We question ourselves; we question who we are today. 

I have had to learn to trust myself, to love myself, even the hard parts, and that’s a journey unto itself. In publishing a book, you become fully exposed, whereas most of the time we as people expose parts of ourselves we are ok with sharing, the rest, simmers within, unwilling to become vulnerable, we like the safety of the canons we create for ourselves to live in, being vulnerable you open yourself, to ridicule, to jealousy, to people unwilling and unable to maintain relationships, because they are not willing to stand in your vulnerability for fear they may have to become vulnerable, it uncomfortable. I didn’t know or expect any or all of this, when I released my book which was done with nothing more than a desire to help others, to bring light on a topic most fear. 

It wasn’t about recognition, glory, or receiving accolades, it was simply to make a difference. I have spent the last few weeks working through this immense amount of emotional toll going on within myself. 

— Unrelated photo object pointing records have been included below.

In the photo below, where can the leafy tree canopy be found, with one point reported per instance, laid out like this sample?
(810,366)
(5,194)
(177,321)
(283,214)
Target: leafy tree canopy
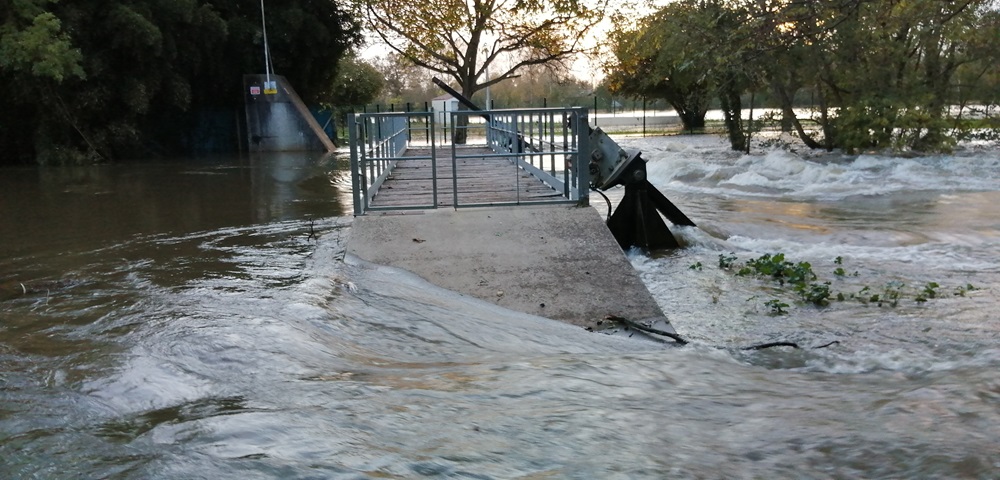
(100,80)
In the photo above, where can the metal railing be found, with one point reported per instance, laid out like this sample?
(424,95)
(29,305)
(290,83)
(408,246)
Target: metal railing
(549,144)
(378,142)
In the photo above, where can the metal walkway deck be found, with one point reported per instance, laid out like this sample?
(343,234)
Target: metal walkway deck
(480,178)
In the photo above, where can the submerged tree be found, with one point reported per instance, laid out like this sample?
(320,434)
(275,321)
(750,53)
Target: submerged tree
(463,40)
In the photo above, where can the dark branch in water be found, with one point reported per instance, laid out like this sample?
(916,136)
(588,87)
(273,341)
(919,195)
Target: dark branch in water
(679,339)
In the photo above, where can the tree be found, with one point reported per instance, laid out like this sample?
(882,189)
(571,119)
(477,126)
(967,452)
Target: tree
(357,83)
(117,79)
(883,72)
(657,58)
(463,39)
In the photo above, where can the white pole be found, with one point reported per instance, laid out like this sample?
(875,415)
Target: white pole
(267,53)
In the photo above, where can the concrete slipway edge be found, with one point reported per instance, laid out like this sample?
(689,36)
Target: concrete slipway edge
(558,262)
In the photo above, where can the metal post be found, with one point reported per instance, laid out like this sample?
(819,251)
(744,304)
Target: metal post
(356,175)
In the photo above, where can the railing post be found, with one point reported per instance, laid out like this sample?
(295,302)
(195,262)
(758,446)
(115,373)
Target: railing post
(356,176)
(582,164)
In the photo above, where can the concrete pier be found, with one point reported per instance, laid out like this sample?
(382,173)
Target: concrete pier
(559,262)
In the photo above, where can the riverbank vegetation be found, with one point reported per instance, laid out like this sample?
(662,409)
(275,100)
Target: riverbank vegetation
(89,81)
(802,280)
(877,75)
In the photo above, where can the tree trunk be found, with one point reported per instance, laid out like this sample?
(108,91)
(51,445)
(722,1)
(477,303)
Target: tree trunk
(732,108)
(788,114)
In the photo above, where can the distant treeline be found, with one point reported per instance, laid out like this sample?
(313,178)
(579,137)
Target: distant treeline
(879,74)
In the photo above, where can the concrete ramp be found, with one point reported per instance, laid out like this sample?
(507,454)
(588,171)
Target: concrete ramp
(277,120)
(558,262)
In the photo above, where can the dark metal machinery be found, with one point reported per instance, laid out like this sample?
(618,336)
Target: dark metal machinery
(636,222)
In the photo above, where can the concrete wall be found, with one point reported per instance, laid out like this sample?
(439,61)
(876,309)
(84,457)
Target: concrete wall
(277,120)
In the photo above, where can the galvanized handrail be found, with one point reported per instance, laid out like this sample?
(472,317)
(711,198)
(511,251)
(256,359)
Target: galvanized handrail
(551,144)
(384,138)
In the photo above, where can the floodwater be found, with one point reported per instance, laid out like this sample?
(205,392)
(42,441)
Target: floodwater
(199,319)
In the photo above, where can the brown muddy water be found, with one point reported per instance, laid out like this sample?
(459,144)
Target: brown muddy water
(198,319)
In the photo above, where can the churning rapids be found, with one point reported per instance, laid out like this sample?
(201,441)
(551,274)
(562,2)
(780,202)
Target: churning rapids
(199,319)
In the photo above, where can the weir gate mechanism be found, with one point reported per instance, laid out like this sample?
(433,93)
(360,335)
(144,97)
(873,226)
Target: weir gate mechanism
(555,155)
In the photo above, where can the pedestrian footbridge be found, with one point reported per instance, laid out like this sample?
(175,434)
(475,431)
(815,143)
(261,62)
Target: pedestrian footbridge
(411,161)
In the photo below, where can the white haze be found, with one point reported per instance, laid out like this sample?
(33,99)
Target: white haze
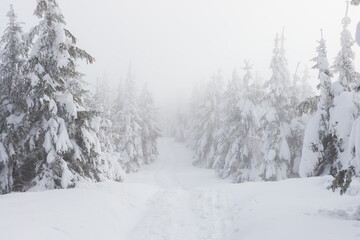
(174,44)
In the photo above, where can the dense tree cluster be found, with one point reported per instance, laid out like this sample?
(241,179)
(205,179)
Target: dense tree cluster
(278,129)
(53,132)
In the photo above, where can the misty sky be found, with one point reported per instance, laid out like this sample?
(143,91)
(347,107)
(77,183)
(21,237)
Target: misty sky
(173,44)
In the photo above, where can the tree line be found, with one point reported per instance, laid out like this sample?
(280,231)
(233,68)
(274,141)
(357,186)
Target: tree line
(250,130)
(53,131)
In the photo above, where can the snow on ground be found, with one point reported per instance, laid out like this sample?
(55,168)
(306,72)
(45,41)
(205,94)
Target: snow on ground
(172,200)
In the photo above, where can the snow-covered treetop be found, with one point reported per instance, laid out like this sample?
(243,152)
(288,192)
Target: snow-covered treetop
(279,82)
(344,61)
(248,75)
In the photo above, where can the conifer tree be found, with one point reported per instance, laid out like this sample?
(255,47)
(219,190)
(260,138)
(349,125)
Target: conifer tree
(206,123)
(128,126)
(61,146)
(13,108)
(149,129)
(276,119)
(320,151)
(344,61)
(112,163)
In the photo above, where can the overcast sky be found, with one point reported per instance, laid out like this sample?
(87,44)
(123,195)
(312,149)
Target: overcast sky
(174,44)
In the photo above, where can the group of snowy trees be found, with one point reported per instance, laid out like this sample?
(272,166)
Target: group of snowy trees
(53,132)
(253,131)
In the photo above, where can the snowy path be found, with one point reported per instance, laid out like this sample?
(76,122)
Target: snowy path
(172,200)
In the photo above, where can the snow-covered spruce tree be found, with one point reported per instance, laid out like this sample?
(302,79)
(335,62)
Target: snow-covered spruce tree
(276,120)
(238,152)
(300,91)
(320,151)
(344,110)
(128,126)
(181,127)
(112,165)
(229,116)
(355,2)
(149,129)
(61,146)
(13,108)
(206,123)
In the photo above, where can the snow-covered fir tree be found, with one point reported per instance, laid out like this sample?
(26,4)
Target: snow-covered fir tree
(100,101)
(276,119)
(150,132)
(128,126)
(206,122)
(13,108)
(344,110)
(238,153)
(320,151)
(61,147)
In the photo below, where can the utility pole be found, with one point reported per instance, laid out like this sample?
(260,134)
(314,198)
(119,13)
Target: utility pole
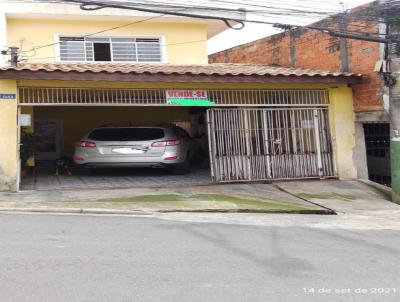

Yesterday when driving down a windy country road, I suddenly felt myself smile. I thought to myself, you’re going to be ok, you’ve got this, this has changed me, made me even more aware at how much of a difference we can make if we are willing to use our voice literally or in the written sense, if we are willing to be that vulnerable.

It IS, and I am!

And it is who I will always be for as long as I am able. I hope you enjoy my new website, as I endeavour to showcase how even after a diagnosis of dementia, I am trying to live my best life.